L. J. Rittenhouse spent ten years as an investment banker at Lehman Brothers (1981-1991) before leaving Wall Street to found her own firm, Rittenhouse Rankings, an investor-relations firm that advises businesses on improving valuation through candid assessments of corporate strategies, investor perceptions, and corporate communications. She is the author of two previous books: Do Business with People You Can Tru$t and Buffett’s Bites. Her latest book is Investing Between the Lines: How to Make Smarter Decisions by Decoding CEO Communications (McGraw-Hill, 2013).
The basic premise of the book is that high levels of executive candor are linked to superior market performance. On the one hand are the annual shareholder letters of Warren Buffett, the gold standard of executive candor. On the other hand are “FOG” communications, ones that abound in “fact-deficient, obfuscating generalities.” (p. 97) They use weasel words, clichés, jargon, and hyperbole. Their explanations may be incomplete, their grammar awkward. They often foreshadow subnormal, even disastrous returns.
Rittenhouse offers page after page of detailed analyses of corporate communications. These analyses are not always intuitively obvious. But the author is adamant: “When people tell me they don’t believe that they are smart enough to uncover the truth about executive FOG, I conclude that they either are lazy or lack the confidence to use their common sense.” (p. 271) Well, I guess that put me in my place!

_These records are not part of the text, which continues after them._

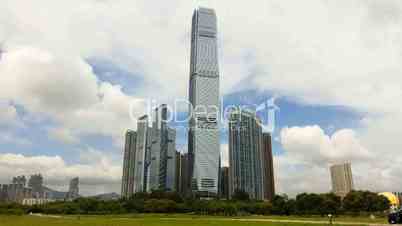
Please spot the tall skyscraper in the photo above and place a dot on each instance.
(342, 180)
(224, 183)
(245, 154)
(162, 168)
(127, 186)
(141, 164)
(73, 190)
(203, 144)
(184, 174)
(269, 179)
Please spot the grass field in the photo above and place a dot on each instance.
(175, 220)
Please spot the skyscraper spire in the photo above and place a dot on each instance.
(203, 144)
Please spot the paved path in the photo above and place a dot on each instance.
(320, 222)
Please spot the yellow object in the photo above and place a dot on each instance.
(393, 199)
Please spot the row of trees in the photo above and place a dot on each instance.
(159, 202)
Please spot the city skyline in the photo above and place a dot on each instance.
(68, 82)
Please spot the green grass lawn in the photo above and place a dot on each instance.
(162, 220)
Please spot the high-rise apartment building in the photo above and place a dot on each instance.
(203, 144)
(142, 146)
(224, 183)
(342, 180)
(162, 168)
(127, 186)
(269, 181)
(73, 190)
(245, 154)
(184, 176)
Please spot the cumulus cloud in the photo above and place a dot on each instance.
(304, 167)
(66, 90)
(64, 135)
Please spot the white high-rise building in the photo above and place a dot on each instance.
(204, 151)
(143, 138)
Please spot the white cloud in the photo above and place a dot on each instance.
(66, 90)
(64, 135)
(309, 152)
(8, 115)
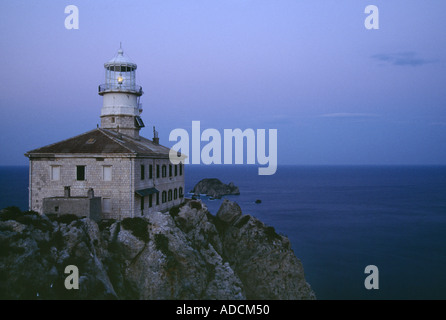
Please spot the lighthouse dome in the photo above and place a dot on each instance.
(120, 60)
(120, 75)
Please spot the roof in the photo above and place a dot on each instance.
(102, 141)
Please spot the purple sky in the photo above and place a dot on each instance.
(336, 92)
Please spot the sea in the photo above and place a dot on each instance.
(339, 219)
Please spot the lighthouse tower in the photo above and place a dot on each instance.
(121, 108)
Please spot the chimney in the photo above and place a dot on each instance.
(90, 193)
(156, 140)
(67, 192)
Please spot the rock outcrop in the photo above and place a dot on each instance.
(186, 253)
(215, 188)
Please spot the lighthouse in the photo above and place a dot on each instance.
(121, 107)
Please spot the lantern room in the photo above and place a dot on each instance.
(120, 75)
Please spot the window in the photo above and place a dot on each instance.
(142, 205)
(106, 205)
(106, 173)
(143, 172)
(55, 173)
(80, 173)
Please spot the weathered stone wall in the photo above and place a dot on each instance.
(81, 207)
(118, 190)
(162, 184)
(126, 179)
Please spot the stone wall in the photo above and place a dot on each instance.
(161, 184)
(126, 179)
(118, 190)
(79, 206)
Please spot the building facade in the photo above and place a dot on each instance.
(131, 174)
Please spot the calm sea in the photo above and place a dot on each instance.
(339, 220)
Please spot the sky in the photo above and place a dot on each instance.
(337, 93)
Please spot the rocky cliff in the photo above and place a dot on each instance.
(186, 253)
(215, 188)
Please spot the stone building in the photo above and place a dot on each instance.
(131, 174)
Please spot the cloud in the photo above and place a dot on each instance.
(402, 59)
(349, 115)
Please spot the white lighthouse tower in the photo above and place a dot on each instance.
(121, 107)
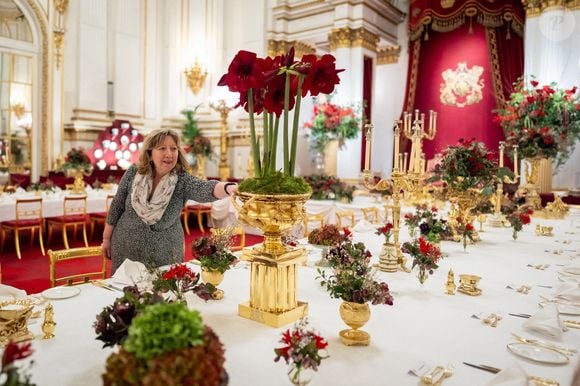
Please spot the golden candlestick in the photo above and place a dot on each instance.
(49, 325)
(222, 107)
(398, 183)
(497, 220)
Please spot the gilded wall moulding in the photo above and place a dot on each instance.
(347, 37)
(277, 47)
(536, 7)
(388, 55)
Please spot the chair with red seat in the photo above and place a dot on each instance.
(74, 214)
(100, 217)
(199, 210)
(28, 217)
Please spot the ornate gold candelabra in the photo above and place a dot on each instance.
(497, 220)
(414, 130)
(195, 77)
(223, 108)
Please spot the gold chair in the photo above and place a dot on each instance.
(100, 217)
(199, 210)
(312, 218)
(371, 214)
(75, 214)
(28, 217)
(61, 256)
(344, 214)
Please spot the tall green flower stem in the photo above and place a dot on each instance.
(267, 165)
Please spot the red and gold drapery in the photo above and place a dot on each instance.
(454, 38)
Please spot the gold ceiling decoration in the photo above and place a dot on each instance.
(536, 7)
(388, 55)
(277, 47)
(195, 77)
(347, 37)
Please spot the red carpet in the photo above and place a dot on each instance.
(32, 272)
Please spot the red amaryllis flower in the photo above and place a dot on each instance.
(322, 75)
(274, 98)
(15, 351)
(244, 72)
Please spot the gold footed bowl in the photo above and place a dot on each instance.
(355, 315)
(214, 278)
(273, 265)
(14, 317)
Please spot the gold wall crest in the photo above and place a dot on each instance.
(462, 86)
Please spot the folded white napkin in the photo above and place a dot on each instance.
(513, 375)
(131, 272)
(573, 267)
(11, 293)
(546, 322)
(568, 291)
(363, 226)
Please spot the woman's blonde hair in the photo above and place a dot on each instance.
(152, 140)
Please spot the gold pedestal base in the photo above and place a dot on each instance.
(273, 319)
(355, 337)
(273, 285)
(495, 221)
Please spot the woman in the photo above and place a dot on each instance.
(143, 223)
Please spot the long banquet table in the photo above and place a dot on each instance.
(424, 325)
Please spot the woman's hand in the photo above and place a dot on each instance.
(106, 248)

I think back to Brand Blanshard’s 1953 lecture On Philosophical Style, the classic presentation of the thesis that profundity and clarity are not opposed philosophical virtues but rather required companions. Blanshard bemoaned the fact (in private 1980 correspondence) that “most writing nowadays is exceedingly shuffling, muddled, and ponderous.” By contrast, he noted in his lecture, John Locke and John Stuart Mill “each had the enviable faculty of making people say: ‘If he is not right, at least he deserves to be; he puts all his cards on the table; he keeps nothing back; he fights, thinks, and writes fairly, even to the point of writing clearly enough to be found out.’” For Blanshard, as for Rittenhouse, candor is a virtue.

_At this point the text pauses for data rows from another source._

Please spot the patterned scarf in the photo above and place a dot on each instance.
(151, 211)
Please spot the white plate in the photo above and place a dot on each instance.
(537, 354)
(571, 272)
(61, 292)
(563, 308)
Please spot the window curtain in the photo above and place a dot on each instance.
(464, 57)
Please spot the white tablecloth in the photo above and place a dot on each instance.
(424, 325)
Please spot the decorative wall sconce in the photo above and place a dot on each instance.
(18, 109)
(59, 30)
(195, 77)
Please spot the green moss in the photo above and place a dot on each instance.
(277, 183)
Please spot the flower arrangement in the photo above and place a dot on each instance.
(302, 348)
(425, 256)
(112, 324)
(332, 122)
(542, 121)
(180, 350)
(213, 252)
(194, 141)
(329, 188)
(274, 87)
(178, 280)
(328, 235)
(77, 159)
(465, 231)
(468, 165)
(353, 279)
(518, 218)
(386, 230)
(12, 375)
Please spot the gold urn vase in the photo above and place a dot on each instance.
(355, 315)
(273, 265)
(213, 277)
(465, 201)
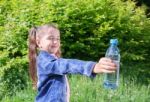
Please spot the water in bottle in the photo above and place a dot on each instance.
(111, 80)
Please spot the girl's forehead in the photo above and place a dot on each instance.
(52, 32)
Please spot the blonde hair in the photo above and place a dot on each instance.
(33, 33)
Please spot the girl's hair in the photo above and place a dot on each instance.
(33, 34)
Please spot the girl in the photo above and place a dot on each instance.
(48, 70)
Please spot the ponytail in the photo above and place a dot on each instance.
(32, 56)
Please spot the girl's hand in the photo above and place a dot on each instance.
(105, 65)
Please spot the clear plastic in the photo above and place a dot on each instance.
(111, 80)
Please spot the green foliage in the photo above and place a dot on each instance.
(86, 27)
(85, 90)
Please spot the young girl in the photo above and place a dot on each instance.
(48, 70)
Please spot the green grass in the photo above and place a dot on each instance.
(84, 89)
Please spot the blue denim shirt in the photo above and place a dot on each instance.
(51, 73)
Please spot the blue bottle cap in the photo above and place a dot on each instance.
(114, 41)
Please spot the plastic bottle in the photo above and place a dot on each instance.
(111, 80)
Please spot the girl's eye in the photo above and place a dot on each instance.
(53, 39)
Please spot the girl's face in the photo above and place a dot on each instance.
(50, 41)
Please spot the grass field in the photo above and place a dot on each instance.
(84, 89)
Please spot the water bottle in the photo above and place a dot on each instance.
(111, 80)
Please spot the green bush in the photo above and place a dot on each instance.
(86, 26)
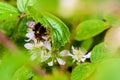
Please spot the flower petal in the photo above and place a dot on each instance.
(60, 61)
(65, 53)
(29, 46)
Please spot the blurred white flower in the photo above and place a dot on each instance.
(58, 59)
(30, 35)
(79, 55)
(29, 46)
(86, 56)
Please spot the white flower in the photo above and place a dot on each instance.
(84, 57)
(31, 36)
(79, 55)
(58, 59)
(29, 46)
(44, 55)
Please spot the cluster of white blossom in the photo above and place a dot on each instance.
(45, 50)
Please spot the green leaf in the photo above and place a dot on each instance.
(24, 73)
(59, 31)
(9, 65)
(98, 53)
(108, 70)
(22, 5)
(7, 11)
(82, 71)
(89, 28)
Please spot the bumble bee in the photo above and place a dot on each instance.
(39, 30)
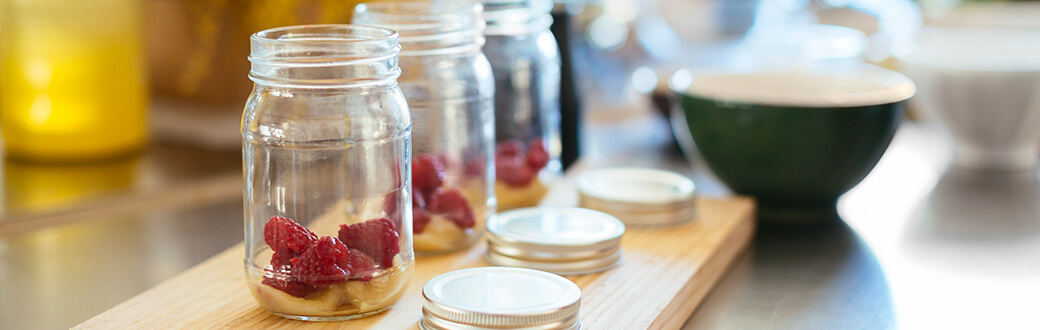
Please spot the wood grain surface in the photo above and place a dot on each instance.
(665, 275)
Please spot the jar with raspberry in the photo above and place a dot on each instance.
(525, 60)
(326, 137)
(449, 87)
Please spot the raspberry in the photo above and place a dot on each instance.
(537, 156)
(363, 265)
(285, 235)
(453, 205)
(427, 173)
(323, 263)
(377, 237)
(514, 171)
(293, 286)
(509, 148)
(420, 218)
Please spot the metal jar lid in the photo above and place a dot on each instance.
(640, 197)
(565, 240)
(500, 298)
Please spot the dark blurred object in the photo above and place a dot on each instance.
(570, 103)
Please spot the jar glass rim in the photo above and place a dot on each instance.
(323, 33)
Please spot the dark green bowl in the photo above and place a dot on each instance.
(795, 156)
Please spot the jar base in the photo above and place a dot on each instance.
(331, 319)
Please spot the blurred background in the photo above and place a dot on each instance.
(112, 107)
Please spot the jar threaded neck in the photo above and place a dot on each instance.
(323, 56)
(516, 17)
(427, 28)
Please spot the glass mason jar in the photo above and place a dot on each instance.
(525, 60)
(449, 89)
(326, 138)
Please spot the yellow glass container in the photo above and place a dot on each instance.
(73, 79)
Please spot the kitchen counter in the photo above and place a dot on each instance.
(919, 246)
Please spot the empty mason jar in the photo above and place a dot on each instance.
(449, 87)
(525, 60)
(326, 138)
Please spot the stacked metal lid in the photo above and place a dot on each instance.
(500, 298)
(639, 197)
(565, 240)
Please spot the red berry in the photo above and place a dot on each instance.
(453, 205)
(363, 265)
(293, 286)
(285, 235)
(420, 218)
(323, 263)
(537, 156)
(377, 237)
(514, 171)
(509, 148)
(427, 173)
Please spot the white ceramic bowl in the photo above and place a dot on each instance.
(984, 84)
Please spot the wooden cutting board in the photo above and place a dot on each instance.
(666, 274)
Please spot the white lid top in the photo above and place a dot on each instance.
(497, 297)
(556, 226)
(635, 185)
(643, 197)
(565, 240)
(977, 49)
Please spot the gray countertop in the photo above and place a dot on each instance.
(920, 246)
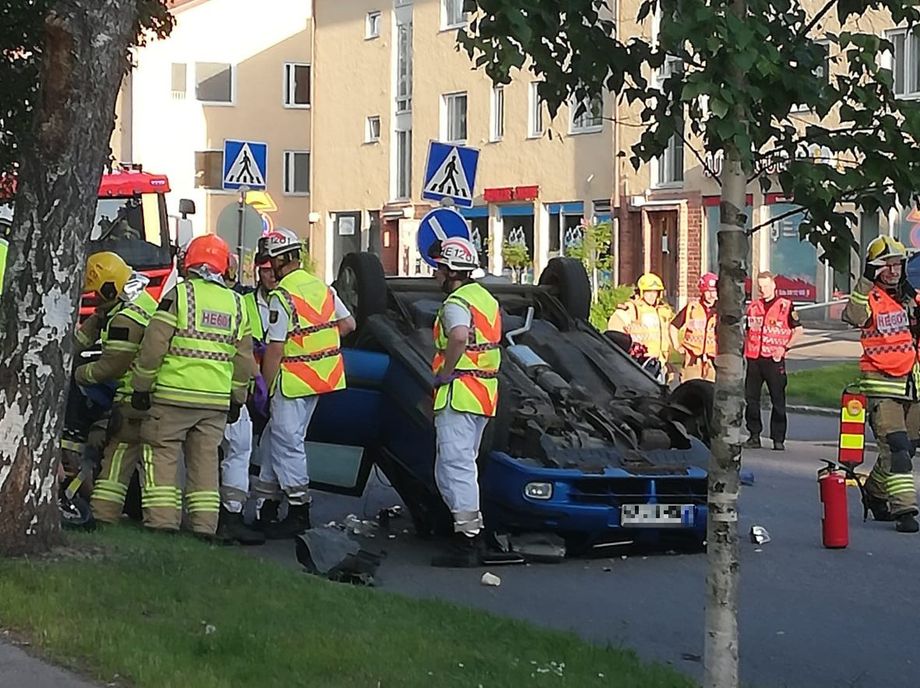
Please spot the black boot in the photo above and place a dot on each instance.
(297, 521)
(231, 528)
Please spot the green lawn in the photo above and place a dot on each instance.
(821, 386)
(171, 612)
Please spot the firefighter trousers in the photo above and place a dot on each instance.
(166, 432)
(120, 459)
(455, 471)
(896, 425)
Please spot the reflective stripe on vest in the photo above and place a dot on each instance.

The unfortunate reality is that good writing, whether in philosophy or in business, is a rarity. As Blanshard concludes his lecture, “We may have to agree with Professor Raleigh that ‘to write perfect prose is neither more nor less difficult than to lead a perfect life.’”

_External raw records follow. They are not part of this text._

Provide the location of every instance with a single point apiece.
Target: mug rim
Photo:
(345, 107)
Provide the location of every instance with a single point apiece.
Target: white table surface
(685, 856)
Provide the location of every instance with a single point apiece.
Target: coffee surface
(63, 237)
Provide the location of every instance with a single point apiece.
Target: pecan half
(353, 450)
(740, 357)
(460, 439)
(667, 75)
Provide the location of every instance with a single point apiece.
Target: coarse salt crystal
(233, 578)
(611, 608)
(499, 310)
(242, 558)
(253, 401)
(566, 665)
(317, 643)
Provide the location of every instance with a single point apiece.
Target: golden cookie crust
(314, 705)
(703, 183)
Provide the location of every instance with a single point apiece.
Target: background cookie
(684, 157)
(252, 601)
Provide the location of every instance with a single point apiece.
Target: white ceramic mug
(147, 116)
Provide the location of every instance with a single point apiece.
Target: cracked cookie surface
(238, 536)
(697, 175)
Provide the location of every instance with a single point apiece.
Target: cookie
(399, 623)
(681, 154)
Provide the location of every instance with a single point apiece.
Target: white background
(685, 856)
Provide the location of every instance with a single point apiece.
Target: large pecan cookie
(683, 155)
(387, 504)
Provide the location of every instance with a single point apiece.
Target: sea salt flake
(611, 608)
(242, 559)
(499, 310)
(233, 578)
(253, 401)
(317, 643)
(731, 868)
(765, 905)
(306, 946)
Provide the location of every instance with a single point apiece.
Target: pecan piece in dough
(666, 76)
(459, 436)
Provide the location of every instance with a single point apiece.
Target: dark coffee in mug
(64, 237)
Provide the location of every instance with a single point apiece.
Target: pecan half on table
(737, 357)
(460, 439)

I’ve gone off on a tangent and I’m not quite sure how to bring this post home. Is it the case that for a CEO to write good (or at least candid) prose is neither more nor less difficult than for him to lead a good (or a profitable) company? I doubt it highly; in fact, the very suggestion sounds downright silly.
But a CEO has limited opportunities to communicate with shareholders, and shareholders have limited opportunities to find out how management views the company’s performance and its prospects. Rittenhouse works both sides of the street. She tries to help companies communicate better at the same time that she informs investors on how to decode these communications. It might be viewed as a conflict of interests, but I for one am grateful for her efforts.